Monday 28 May
Took advantage of a warm sunny day to do another local walking tour. First stop was the Musee de Vieux Montmartre. This is the oldest house on the hill and many of the well-known painters and writers associated with Montmartre lived here: Renoir, Valadon, Dufy among others. You enter through a shady old-fashioned garden.
Inside there are many original works by Utrillo, Toulouse-Lautrec and Willette, but also a comprehensive history of the area. You learn that gypsum was mined here, hauled out by donkeys, and used not only in the construction of local buildings, but also taken to Paris. It was used to make plaster casts as well (hence ‘plaster of Paris’).
Montmartre was the site of a siege during the brief two-month rule of the Paris Commune in 1871. The Commune had come about as the result of an uprising in Paris after France’s defeat in the Franco-Prussian War. A high proportion of the Communards were skilled workers, many of them leftist political activists. Women too played an important role.
As the Central Committee of the National Guard gained authority, the government moved to seize the movement’s cannon, some of which were stored on the Butte of Montmartre. Many were killed here, as well as in other sites across Paris, and thousands more were executed or deported to New Caledonia.
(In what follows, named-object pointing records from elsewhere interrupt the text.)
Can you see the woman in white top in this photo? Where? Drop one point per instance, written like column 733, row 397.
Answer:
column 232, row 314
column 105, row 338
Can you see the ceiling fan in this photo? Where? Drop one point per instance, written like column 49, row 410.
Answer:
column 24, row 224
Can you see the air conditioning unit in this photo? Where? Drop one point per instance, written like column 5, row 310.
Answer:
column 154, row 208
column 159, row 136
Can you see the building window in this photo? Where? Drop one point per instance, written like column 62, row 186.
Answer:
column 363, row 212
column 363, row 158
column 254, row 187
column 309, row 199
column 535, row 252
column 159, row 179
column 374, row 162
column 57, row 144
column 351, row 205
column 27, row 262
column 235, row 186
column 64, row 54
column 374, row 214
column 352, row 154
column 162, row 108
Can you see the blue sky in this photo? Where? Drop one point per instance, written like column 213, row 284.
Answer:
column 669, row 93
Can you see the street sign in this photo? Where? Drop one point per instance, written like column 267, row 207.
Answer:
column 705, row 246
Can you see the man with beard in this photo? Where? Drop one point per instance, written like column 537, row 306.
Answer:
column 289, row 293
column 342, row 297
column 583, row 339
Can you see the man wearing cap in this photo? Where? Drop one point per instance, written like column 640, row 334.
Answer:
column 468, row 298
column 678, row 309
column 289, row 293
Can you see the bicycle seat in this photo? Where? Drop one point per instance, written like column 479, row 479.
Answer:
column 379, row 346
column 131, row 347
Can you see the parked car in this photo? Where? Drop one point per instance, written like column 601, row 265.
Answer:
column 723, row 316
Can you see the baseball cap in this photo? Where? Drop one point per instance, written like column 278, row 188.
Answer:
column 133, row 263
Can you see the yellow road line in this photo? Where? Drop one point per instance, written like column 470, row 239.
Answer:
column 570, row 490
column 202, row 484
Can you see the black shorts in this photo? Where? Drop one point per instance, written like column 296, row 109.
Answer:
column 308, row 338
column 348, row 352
Much of the collection is given over to a celebration of Montmartre’s famous night life, with dozens of Toulouse-Lautrec’s posters for the Moulin Rouge, Chat Noir, Le Lapin Agile and other venues.
Our second visit was to the Espace Dali, a beautiful gallery with a huge collection of his statues, as well as paintings. Plenty of commentary about Dali’s use of symbols (eg the melting clocks and their relationship to the changing nature of experienced time). And lots of photographs of Dali and his outrageous moustache.